第4話

ユウは片付けを終わらせ、お酒を飲んでつぶれた2人に毛布をかけてナミ達のもとに戻った。

食事会の後はいつも雑魚寝して次の日の朝帰っている。

ソファーに寄りかかって寝ているナミにもそっと毛布を掛けた。

「あら、ナミがもう寝てるなんて珍しい。」

ワインを片手にリリナがキッチンから戻ってきて、少し不満そうに小声でつぶやいた。

「まだ話途中だったのに。」

「しょうがないよ。1ヶ月の予定が2ヶ月になったわけだし。」

「どうせいつもみたいに馬鹿な真似してんんでしょ?先月の食事会も来なかったし」

リリナは少し怒った様子でワインをあおった。

「ナミさんついでの依頼よく受けるからね。ほっとけないんじゃないかな。」

「まったく。お人よしなんだから。」

リリナは大分酔いが回ているようで、頬は赤くなってる。


見ると先ほど開けたワインはもう半分ほど空になっていた。

「ねー、リリナさん。血っておいしいの?」

ふと、前から疑問に思っていることを聞いてみた。

血液パックから飲んでいるのを見たことはあったが、直接人に噛みつくのも見たことはないし、街でそういった話が出たこともこれまでなかった。
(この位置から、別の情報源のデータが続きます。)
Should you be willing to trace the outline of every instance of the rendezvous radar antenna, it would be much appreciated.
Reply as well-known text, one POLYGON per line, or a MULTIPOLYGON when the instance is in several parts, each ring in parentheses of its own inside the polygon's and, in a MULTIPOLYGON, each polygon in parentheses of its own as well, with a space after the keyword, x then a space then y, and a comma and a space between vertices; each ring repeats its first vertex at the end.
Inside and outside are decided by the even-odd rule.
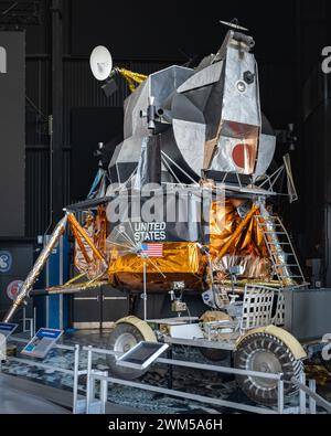
POLYGON ((218 22, 220 22, 220 24, 225 25, 226 28, 229 28, 229 29, 239 30, 242 32, 248 32, 249 31, 249 29, 243 28, 241 25, 239 20, 237 18, 234 18, 232 21, 220 20, 218 22))

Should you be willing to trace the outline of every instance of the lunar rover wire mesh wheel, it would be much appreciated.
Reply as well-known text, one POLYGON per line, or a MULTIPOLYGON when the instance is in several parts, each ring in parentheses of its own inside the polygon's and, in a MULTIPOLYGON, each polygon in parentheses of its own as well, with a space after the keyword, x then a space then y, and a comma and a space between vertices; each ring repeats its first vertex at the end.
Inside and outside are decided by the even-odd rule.
MULTIPOLYGON (((291 396, 298 387, 291 383, 295 376, 299 379, 303 371, 301 360, 296 360, 289 348, 278 338, 267 333, 256 333, 247 337, 238 345, 234 355, 236 369, 284 374, 284 393, 291 396)), ((275 405, 278 401, 277 380, 256 376, 237 375, 242 391, 254 402, 263 405, 275 405)))
MULTIPOLYGON (((116 326, 110 332, 108 345, 110 350, 122 354, 141 341, 143 341, 143 337, 140 331, 135 326, 124 322, 116 326)), ((107 355, 107 363, 110 372, 109 375, 119 379, 135 380, 146 372, 117 365, 115 355, 107 355)))

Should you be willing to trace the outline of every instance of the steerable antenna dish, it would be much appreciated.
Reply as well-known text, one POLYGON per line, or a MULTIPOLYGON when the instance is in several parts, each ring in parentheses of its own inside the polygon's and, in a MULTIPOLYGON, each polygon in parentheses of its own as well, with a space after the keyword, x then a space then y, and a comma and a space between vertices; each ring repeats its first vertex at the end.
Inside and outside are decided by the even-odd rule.
POLYGON ((97 81, 106 81, 113 70, 113 57, 109 50, 103 45, 95 47, 89 57, 89 65, 97 81))
POLYGON ((220 20, 220 23, 223 24, 223 25, 226 25, 227 28, 231 28, 231 29, 242 30, 243 32, 248 32, 248 29, 243 28, 242 25, 239 25, 237 20, 234 20, 232 22, 221 21, 220 20))

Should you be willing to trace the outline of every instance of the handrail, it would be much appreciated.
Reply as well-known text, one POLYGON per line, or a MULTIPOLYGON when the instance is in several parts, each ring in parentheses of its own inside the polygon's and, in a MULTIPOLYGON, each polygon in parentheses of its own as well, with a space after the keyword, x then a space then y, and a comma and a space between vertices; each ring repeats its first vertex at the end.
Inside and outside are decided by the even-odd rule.
POLYGON ((306 386, 306 384, 302 384, 298 379, 292 377, 291 382, 297 385, 301 391, 303 391, 308 396, 310 396, 316 403, 320 406, 323 407, 327 412, 331 413, 331 403, 329 403, 327 400, 324 400, 322 396, 313 392, 311 389, 306 386))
「んー。美味しいけど、あなたたちが飲むお酒みたいな感じよ。飲まなきゃ死ぬようなものじゃないわよ、私はね。」

『私はね』の言葉が気になりユウは首をかしげる。


「本当は吸血鬼にとって血は生きてくのに必要なものなの。でも、私は血を飲めない期間が長すぎたのよ。

それで運よく体が適応したのよ。

私の種族には昔から家系の第一子はキバを抜くっていう風習があるのよ。キバがあると吸血欲が強すぎて人との均衡を崩していしまう可能性があるからってね。ほら。」

とリリナは唇を少しめくって見せた。他の吸血鬼の歯を見たことはないが、キバがないのは明らかだった。

「だから親は子供を何人か産んで第一子には兄弟が血を分け与えるの。でも私には兄弟が出来る前に種族は崩壊した。理由は何だったかよく覚えてないけど、炎が街全体を覆ってたのは覚えている。そこから何とか逃げ出して気づいたらここに来ていたのよ。」

『吸血鬼は危険だから消滅させるべき。』という考え方の過激派のせいだろう。

ユウは何も言えずに黙っていた。リリナの過去を想像するとなんと言葉をかけていいのかよく分からなかった。


リリナはそんな様子を見てか「しゃべりすぎたわね」とソファーから立ち上がった。

「あなたも早く寝なさい。子供は寝る時間よ。」

「リリナさんは?」

「あら、私は夜行性よ?仕事は夜の方がはかどるわ。」

と奥の部屋に消えていった。

ユウは暖炉に木を足してから毛布をかぶって眠りについた。

そうして今年のクリスマスもゆっくり過ぎていった。


後日リリナの話をナミに聞くと「その話信じたの?リリナは小説家だよ?」と笑っていた。